Data and metadata structures for time-resolved and multidimensional STEM
Scanning transmission electron microscopy (STEM) has become an increasingly versatile and sophisticated instrument for studying materials at the atomic scale, due to advancements in in situ capabilities, novel imaging and spectroscopy modalities and ultrafast detectors. The large multidimensional datasets that are produced are enormously rich in quantitative information about the sample, but they call for new approaches in terms of data and metadata management. At present, the multitude of proprietary data formats developed by instrument manufacturers hinder easy access to the raw data. Each format also has their own metadata representation. In light of FAIR (Findable, Accessible, Interoperable, Reusable) principles, it is becoming increasingly important to standardize (meta)data representation.

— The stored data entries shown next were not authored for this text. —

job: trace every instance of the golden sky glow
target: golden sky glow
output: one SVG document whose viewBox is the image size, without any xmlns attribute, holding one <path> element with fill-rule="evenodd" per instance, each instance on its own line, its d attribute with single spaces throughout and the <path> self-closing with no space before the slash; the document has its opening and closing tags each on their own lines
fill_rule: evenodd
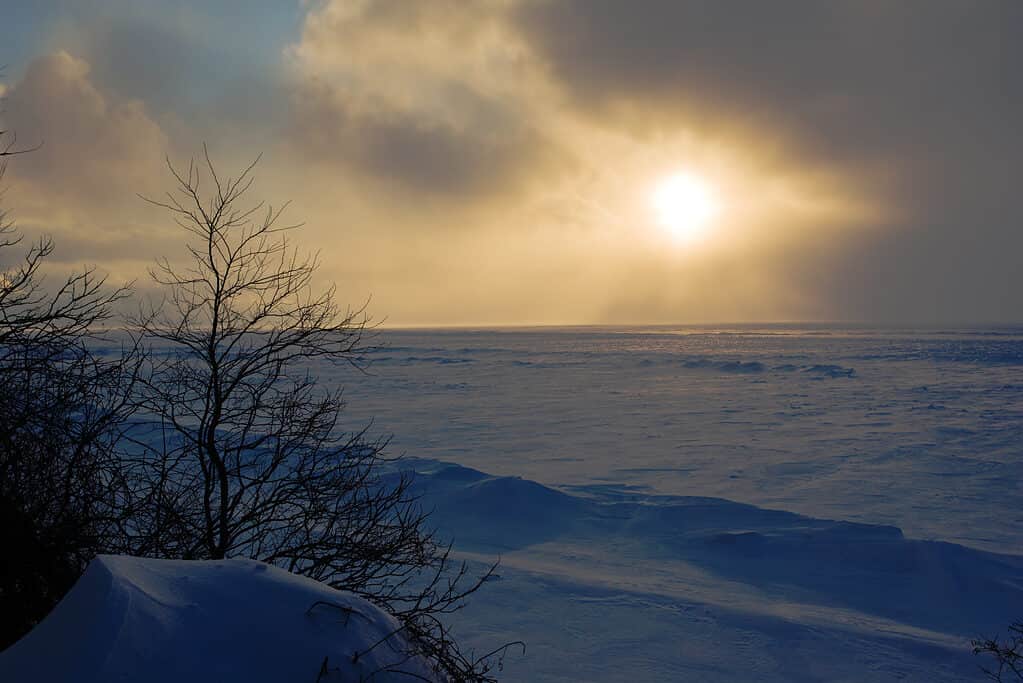
<svg viewBox="0 0 1023 683">
<path fill-rule="evenodd" d="M 136 193 L 206 141 L 224 169 L 263 154 L 254 192 L 386 324 L 1023 315 L 998 218 L 1016 48 L 985 28 L 1017 11 L 825 4 L 26 9 L 4 125 L 45 145 L 4 201 L 61 261 L 144 287 L 181 244 Z"/>
</svg>

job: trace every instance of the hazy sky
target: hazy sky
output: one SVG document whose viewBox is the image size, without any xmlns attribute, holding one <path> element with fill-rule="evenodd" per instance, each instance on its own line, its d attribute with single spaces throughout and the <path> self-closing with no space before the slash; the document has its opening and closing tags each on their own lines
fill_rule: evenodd
<svg viewBox="0 0 1023 683">
<path fill-rule="evenodd" d="M 1019 0 L 2 14 L 2 127 L 45 142 L 5 206 L 143 289 L 182 236 L 136 193 L 206 141 L 387 324 L 1023 321 Z M 651 201 L 677 173 L 701 239 Z"/>
</svg>

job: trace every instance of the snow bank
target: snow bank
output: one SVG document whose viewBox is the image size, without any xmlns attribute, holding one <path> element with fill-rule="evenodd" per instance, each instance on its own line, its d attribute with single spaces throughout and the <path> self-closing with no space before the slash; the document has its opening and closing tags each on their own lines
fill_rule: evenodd
<svg viewBox="0 0 1023 683">
<path fill-rule="evenodd" d="M 0 653 L 0 680 L 435 680 L 402 654 L 397 628 L 365 600 L 262 562 L 101 556 Z"/>
<path fill-rule="evenodd" d="M 969 638 L 997 632 L 1023 609 L 1019 555 L 721 498 L 604 485 L 564 491 L 441 461 L 406 464 L 416 469 L 416 493 L 442 535 L 453 538 L 457 549 L 502 551 L 505 567 L 522 566 L 534 549 L 544 554 L 546 570 L 561 554 L 567 576 L 585 579 L 571 559 L 579 547 L 596 553 L 605 569 L 629 553 L 630 571 L 644 566 L 646 577 L 667 573 L 669 566 L 683 571 L 680 563 L 710 572 L 720 592 L 702 593 L 708 602 L 731 604 L 739 582 L 771 596 L 768 603 L 840 606 L 890 619 L 907 631 L 950 634 L 961 639 L 964 652 Z M 639 580 L 630 575 L 623 587 Z M 700 581 L 706 586 L 707 576 Z M 743 607 L 756 608 L 752 602 Z"/>
</svg>

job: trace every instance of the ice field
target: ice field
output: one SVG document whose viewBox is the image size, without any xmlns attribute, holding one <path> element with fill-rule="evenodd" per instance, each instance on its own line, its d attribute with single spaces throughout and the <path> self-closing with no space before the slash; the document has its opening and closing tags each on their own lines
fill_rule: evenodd
<svg viewBox="0 0 1023 683">
<path fill-rule="evenodd" d="M 377 334 L 343 382 L 501 557 L 507 680 L 983 680 L 1023 616 L 1023 329 Z"/>
</svg>

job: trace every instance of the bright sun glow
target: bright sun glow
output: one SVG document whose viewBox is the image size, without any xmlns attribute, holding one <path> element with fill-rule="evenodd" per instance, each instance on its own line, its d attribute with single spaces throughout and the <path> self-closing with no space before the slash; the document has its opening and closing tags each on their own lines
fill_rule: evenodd
<svg viewBox="0 0 1023 683">
<path fill-rule="evenodd" d="M 704 237 L 720 212 L 714 188 L 689 173 L 662 179 L 650 199 L 658 222 L 685 242 Z"/>
</svg>

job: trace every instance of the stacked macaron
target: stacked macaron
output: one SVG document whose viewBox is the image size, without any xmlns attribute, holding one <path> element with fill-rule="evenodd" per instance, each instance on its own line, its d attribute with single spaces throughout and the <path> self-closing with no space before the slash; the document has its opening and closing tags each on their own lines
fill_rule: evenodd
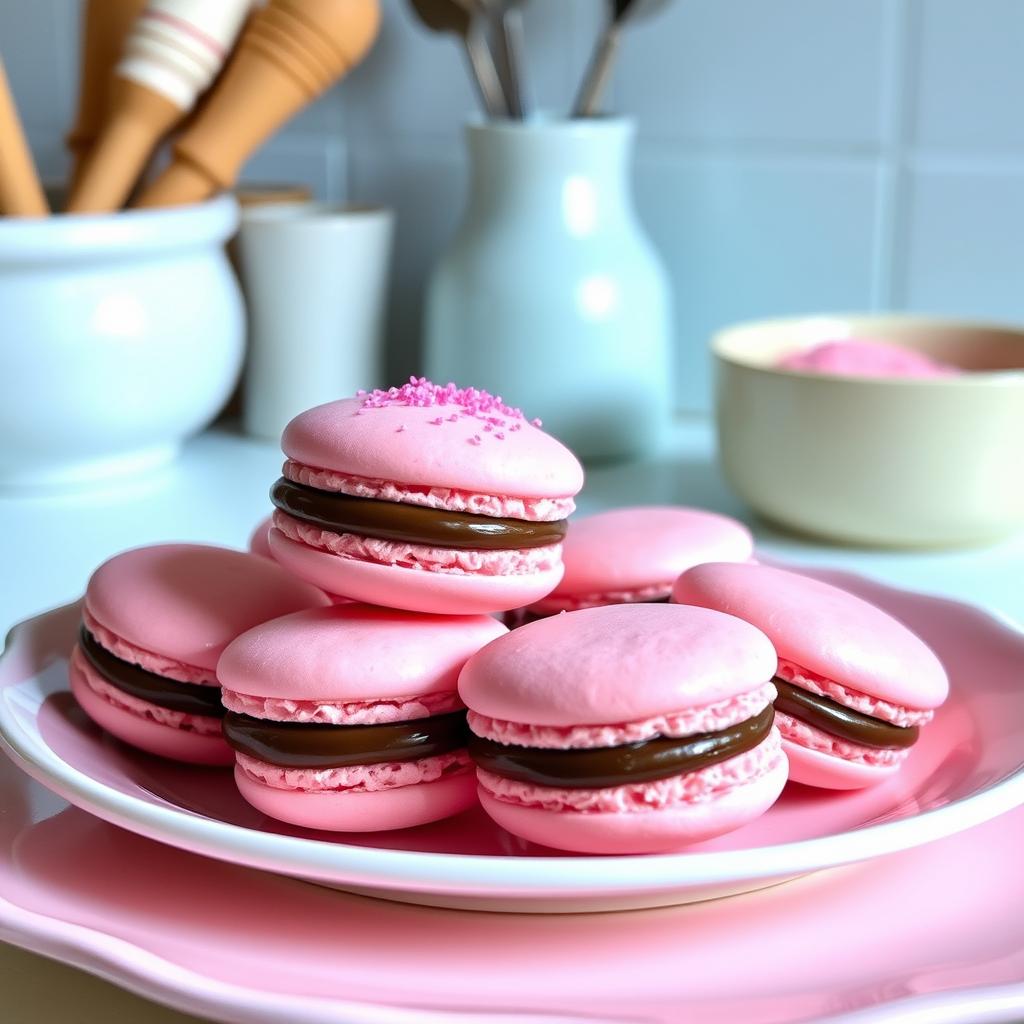
<svg viewBox="0 0 1024 1024">
<path fill-rule="evenodd" d="M 71 688 L 97 724 L 150 753 L 230 764 L 216 665 L 240 633 L 329 603 L 265 558 L 199 544 L 115 555 L 92 575 Z"/>
<path fill-rule="evenodd" d="M 459 678 L 484 810 L 584 853 L 735 829 L 786 781 L 775 667 L 760 630 L 672 604 L 567 612 L 500 637 Z"/>
<path fill-rule="evenodd" d="M 459 672 L 488 615 L 347 604 L 275 619 L 224 651 L 224 733 L 242 795 L 335 831 L 407 828 L 475 802 Z"/>
<path fill-rule="evenodd" d="M 529 604 L 562 577 L 575 456 L 499 398 L 413 378 L 297 416 L 270 549 L 345 597 L 436 614 Z"/>
<path fill-rule="evenodd" d="M 519 625 L 581 608 L 668 601 L 679 574 L 701 562 L 746 562 L 750 531 L 735 519 L 679 505 L 617 508 L 572 520 L 565 573 L 546 597 L 509 615 Z"/>
<path fill-rule="evenodd" d="M 696 566 L 673 599 L 757 626 L 778 652 L 776 721 L 790 778 L 828 789 L 880 782 L 946 699 L 941 662 L 880 608 L 764 565 Z"/>
<path fill-rule="evenodd" d="M 221 658 L 239 789 L 324 829 L 457 813 L 476 788 L 458 673 L 506 632 L 490 613 L 561 578 L 580 464 L 499 398 L 419 378 L 300 414 L 282 447 L 269 532 L 250 544 L 353 603 Z"/>
</svg>

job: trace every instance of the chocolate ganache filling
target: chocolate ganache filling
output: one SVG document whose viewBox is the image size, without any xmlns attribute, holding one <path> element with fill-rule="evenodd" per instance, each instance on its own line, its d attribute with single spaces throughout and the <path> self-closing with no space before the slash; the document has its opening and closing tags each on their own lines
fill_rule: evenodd
<svg viewBox="0 0 1024 1024">
<path fill-rule="evenodd" d="M 772 680 L 779 695 L 775 707 L 784 715 L 827 732 L 837 739 L 862 747 L 903 750 L 917 742 L 918 727 L 909 728 L 883 722 L 880 718 L 854 711 L 838 701 L 803 690 L 776 677 Z"/>
<path fill-rule="evenodd" d="M 753 718 L 717 732 L 679 738 L 658 736 L 618 747 L 550 750 L 469 738 L 469 756 L 506 779 L 563 789 L 604 789 L 697 771 L 756 747 L 769 733 L 769 704 Z"/>
<path fill-rule="evenodd" d="M 78 638 L 89 664 L 111 685 L 119 690 L 149 701 L 169 711 L 183 711 L 187 715 L 205 715 L 220 718 L 224 706 L 220 702 L 219 686 L 202 686 L 199 683 L 182 683 L 177 679 L 149 672 L 130 661 L 122 661 L 105 647 L 83 626 Z"/>
<path fill-rule="evenodd" d="M 387 725 L 272 722 L 229 711 L 224 738 L 237 751 L 279 768 L 348 768 L 419 761 L 466 745 L 465 711 Z"/>
<path fill-rule="evenodd" d="M 295 519 L 332 533 L 355 533 L 431 547 L 487 551 L 539 548 L 558 544 L 568 529 L 564 519 L 533 523 L 376 498 L 354 498 L 306 487 L 284 477 L 270 489 L 270 500 Z"/>
</svg>

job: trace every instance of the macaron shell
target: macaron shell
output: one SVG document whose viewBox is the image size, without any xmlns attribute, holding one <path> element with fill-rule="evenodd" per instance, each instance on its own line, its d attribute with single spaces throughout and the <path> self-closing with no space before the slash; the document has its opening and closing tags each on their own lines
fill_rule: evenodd
<svg viewBox="0 0 1024 1024">
<path fill-rule="evenodd" d="M 789 778 L 818 789 L 865 789 L 895 775 L 900 765 L 870 765 L 847 761 L 834 754 L 801 747 L 784 739 L 782 749 L 789 758 Z"/>
<path fill-rule="evenodd" d="M 766 565 L 716 562 L 684 572 L 684 605 L 714 608 L 764 630 L 779 658 L 903 707 L 938 707 L 949 692 L 941 662 L 902 623 L 838 587 Z"/>
<path fill-rule="evenodd" d="M 703 608 L 606 605 L 520 626 L 459 677 L 466 705 L 528 725 L 630 722 L 726 700 L 775 673 L 768 638 Z"/>
<path fill-rule="evenodd" d="M 262 555 L 264 558 L 273 558 L 270 553 L 270 542 L 267 534 L 274 525 L 274 517 L 267 516 L 256 524 L 256 528 L 249 534 L 249 551 L 254 555 Z"/>
<path fill-rule="evenodd" d="M 460 814 L 476 802 L 473 772 L 373 793 L 274 789 L 256 782 L 237 766 L 235 782 L 242 796 L 269 817 L 329 832 L 413 828 Z"/>
<path fill-rule="evenodd" d="M 362 406 L 362 398 L 346 398 L 300 413 L 281 447 L 318 469 L 481 494 L 562 498 L 583 486 L 576 456 L 526 420 L 488 431 L 454 405 Z"/>
<path fill-rule="evenodd" d="M 119 740 L 147 753 L 186 764 L 226 766 L 234 763 L 235 752 L 222 737 L 201 736 L 140 718 L 95 694 L 74 667 L 70 678 L 71 692 L 82 710 Z"/>
<path fill-rule="evenodd" d="M 643 505 L 573 519 L 562 545 L 565 575 L 552 597 L 629 591 L 664 583 L 700 562 L 743 562 L 750 531 L 701 509 Z"/>
<path fill-rule="evenodd" d="M 240 633 L 330 599 L 257 555 L 157 544 L 104 562 L 89 580 L 85 603 L 101 625 L 129 643 L 212 671 Z"/>
<path fill-rule="evenodd" d="M 348 604 L 256 626 L 217 664 L 229 690 L 292 700 L 387 700 L 454 691 L 468 658 L 508 630 L 489 615 Z"/>
<path fill-rule="evenodd" d="M 378 565 L 319 551 L 270 531 L 274 558 L 296 576 L 332 594 L 367 604 L 437 615 L 476 615 L 519 608 L 549 594 L 562 566 L 520 576 L 427 572 Z"/>
<path fill-rule="evenodd" d="M 669 853 L 732 832 L 760 817 L 786 784 L 786 759 L 767 774 L 713 800 L 657 810 L 583 814 L 497 800 L 482 788 L 483 809 L 502 828 L 542 846 L 573 853 Z"/>
</svg>

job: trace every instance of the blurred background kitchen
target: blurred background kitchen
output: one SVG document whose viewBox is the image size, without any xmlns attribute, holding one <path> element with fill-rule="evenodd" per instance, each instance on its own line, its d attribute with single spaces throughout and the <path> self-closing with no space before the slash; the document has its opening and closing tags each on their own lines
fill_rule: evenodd
<svg viewBox="0 0 1024 1024">
<path fill-rule="evenodd" d="M 568 108 L 606 16 L 524 8 L 534 104 Z M 80 5 L 0 4 L 40 174 L 63 179 Z M 462 214 L 464 55 L 384 0 L 364 62 L 288 122 L 249 182 L 394 209 L 386 378 L 420 369 L 425 283 Z M 606 106 L 635 116 L 634 190 L 671 279 L 679 410 L 710 408 L 706 341 L 814 310 L 1024 318 L 1024 5 L 1017 0 L 677 0 L 624 36 Z"/>
</svg>

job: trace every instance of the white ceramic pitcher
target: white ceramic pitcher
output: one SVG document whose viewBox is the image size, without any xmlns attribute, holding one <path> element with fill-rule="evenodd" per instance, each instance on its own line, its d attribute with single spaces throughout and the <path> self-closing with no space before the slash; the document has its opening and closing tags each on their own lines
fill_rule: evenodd
<svg viewBox="0 0 1024 1024">
<path fill-rule="evenodd" d="M 500 394 L 589 458 L 651 451 L 671 411 L 634 136 L 622 118 L 470 125 L 469 204 L 427 295 L 428 376 Z"/>
</svg>

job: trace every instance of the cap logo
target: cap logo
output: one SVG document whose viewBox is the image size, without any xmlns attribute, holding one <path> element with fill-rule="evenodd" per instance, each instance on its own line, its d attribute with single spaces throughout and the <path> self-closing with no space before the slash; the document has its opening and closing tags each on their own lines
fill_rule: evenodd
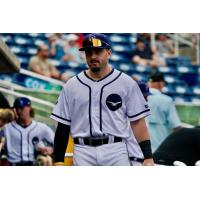
<svg viewBox="0 0 200 200">
<path fill-rule="evenodd" d="M 101 40 L 99 40 L 97 38 L 91 38 L 90 41 L 92 42 L 93 47 L 101 47 L 102 46 Z"/>
</svg>

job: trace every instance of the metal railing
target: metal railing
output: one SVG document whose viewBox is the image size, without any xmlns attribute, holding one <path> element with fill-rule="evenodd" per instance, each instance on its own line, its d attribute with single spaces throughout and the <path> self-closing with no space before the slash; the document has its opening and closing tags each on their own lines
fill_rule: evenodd
<svg viewBox="0 0 200 200">
<path fill-rule="evenodd" d="M 31 77 L 34 77 L 34 78 L 38 78 L 40 80 L 47 81 L 47 82 L 53 83 L 55 85 L 60 85 L 60 86 L 64 85 L 64 82 L 62 82 L 62 81 L 59 81 L 59 80 L 56 80 L 56 79 L 53 79 L 53 78 L 49 78 L 49 77 L 37 74 L 35 72 L 31 72 L 29 70 L 22 69 L 22 68 L 20 69 L 19 73 L 24 74 L 24 75 L 28 75 L 28 76 L 31 76 Z"/>
<path fill-rule="evenodd" d="M 195 47 L 196 49 L 196 64 L 200 64 L 200 36 L 199 34 L 195 34 L 196 43 L 194 44 L 192 41 L 186 40 L 181 37 L 179 33 L 166 33 L 168 37 L 170 37 L 174 41 L 174 52 L 175 56 L 179 56 L 179 46 L 180 44 L 185 44 L 189 47 Z M 155 33 L 151 33 L 151 46 L 155 47 Z"/>
<path fill-rule="evenodd" d="M 0 87 L 0 91 L 5 93 L 5 94 L 10 94 L 10 95 L 13 95 L 15 97 L 26 97 L 26 98 L 29 98 L 31 101 L 35 102 L 35 103 L 39 103 L 39 104 L 42 104 L 42 105 L 45 105 L 45 106 L 48 106 L 50 108 L 53 108 L 55 105 L 51 102 L 48 102 L 48 101 L 44 101 L 42 99 L 38 99 L 38 98 L 35 98 L 35 97 L 32 97 L 32 96 L 29 96 L 29 95 L 25 95 L 25 94 L 22 94 L 22 93 L 19 93 L 19 92 L 15 92 L 15 91 L 12 91 L 12 90 L 8 90 L 8 89 L 5 89 L 5 88 L 1 88 Z"/>
</svg>

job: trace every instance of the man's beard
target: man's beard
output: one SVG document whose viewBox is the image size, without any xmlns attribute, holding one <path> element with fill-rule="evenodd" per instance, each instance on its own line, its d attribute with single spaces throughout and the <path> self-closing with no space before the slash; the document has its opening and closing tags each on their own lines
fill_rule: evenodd
<svg viewBox="0 0 200 200">
<path fill-rule="evenodd" d="M 96 72 L 100 72 L 100 71 L 101 71 L 101 68 L 100 68 L 100 67 L 91 67 L 90 70 L 91 70 L 93 73 L 96 73 Z"/>
</svg>

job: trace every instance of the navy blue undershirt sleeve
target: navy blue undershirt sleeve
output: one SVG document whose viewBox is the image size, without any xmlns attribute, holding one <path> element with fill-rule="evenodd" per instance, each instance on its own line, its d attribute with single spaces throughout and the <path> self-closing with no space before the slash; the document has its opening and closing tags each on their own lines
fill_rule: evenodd
<svg viewBox="0 0 200 200">
<path fill-rule="evenodd" d="M 69 133 L 70 126 L 58 123 L 54 138 L 54 162 L 64 162 Z"/>
</svg>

The goal of this project is to develop universal, instrument and experiment independent TEM data and metadata formats.
The formats must be self-descriptive, complete, yet flexible to be extended for novel experimental modalities. The data must interface easily with open source python tools that are widely used in the microscopy community, such as hyperspy, libertem, nion swift and pycroscopy. Finally, the aim is to integrate dataset metadata in the NOMAD materials database in order to make experimental datasets searchable, freely accessible and reusable. Translating tools will be written to easily convert proprietary formats into the open format. Currently, HDF5 based formats, such as NeXus, are envisioned due to their inherently nested structure, as shown in Figure 1. Developing a data format only makes sense when the community adopts it. Therefore, we are collaborating with the groups of Christoph Koch and Claudia Draxl at the Humboldt University of Berlin funded through the BiGmax network of the Max Planck Society to develop a joint standard for complex microscopy datasets and their integration into NOMAD.